Cette subtilité a soulevé un tollé, notamment chez les membres de l’Union chrétienne démocrate, le parti conservateur au pouvoir. Pour beaucoup de croyants, dieu est « le Père », et l’interprétation de Kristina Schröder relève du politiquement correct si ce n’est de la « sottise intellectuelle ». Mais la ministre tient bon et fait savoir, par le biais de son porte-parole, que dieu n’était « bien évidemment » ni homme ni femme, citant plusieurs ouvrages du pape Benoît XVI pour appuyer ses dires.

Cette actualité est révélatrice d’une tendance de fond. Comme l’explique l’historien Jacques Dalarun dans Dieu changea de sexe, pour ainsi dire (Fayard, 2008), la religion s’est féminisée au cours de son histoire. Alors qu’elle était plutôt patriarcale, entre l’Antiquité et le haut Moyen Age, elle s’est ouverte aux femmes au tournant des XI et XIIe siècles, et surtout au XIIIe, avec l’émergence d’une iconographie qui leur fait une meilleure place.

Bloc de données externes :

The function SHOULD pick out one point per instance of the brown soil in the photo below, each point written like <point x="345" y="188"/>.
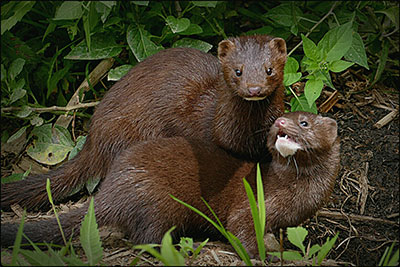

Conséquence logique : ce renversement atteint parfois « une vision de l’humanité au-delà des genres ».

Le débat allemand est en outre dans l’air du temps : de plus en plus de pays européens ouvrent le mariage civil aux couples de même sexe ; l’égalité entre les hommes et les femmes est sur le devant de la scène depuis un demi siècle… La différence sexuelle fait débat à bien des égards. Et dès lors que, comme l’avance le philosophe Nietzsche notamment, l’homme et dieu sont corrélatifs, si l’un n’a pas de genre, l’autre n’en aurait peut-être pas non plus.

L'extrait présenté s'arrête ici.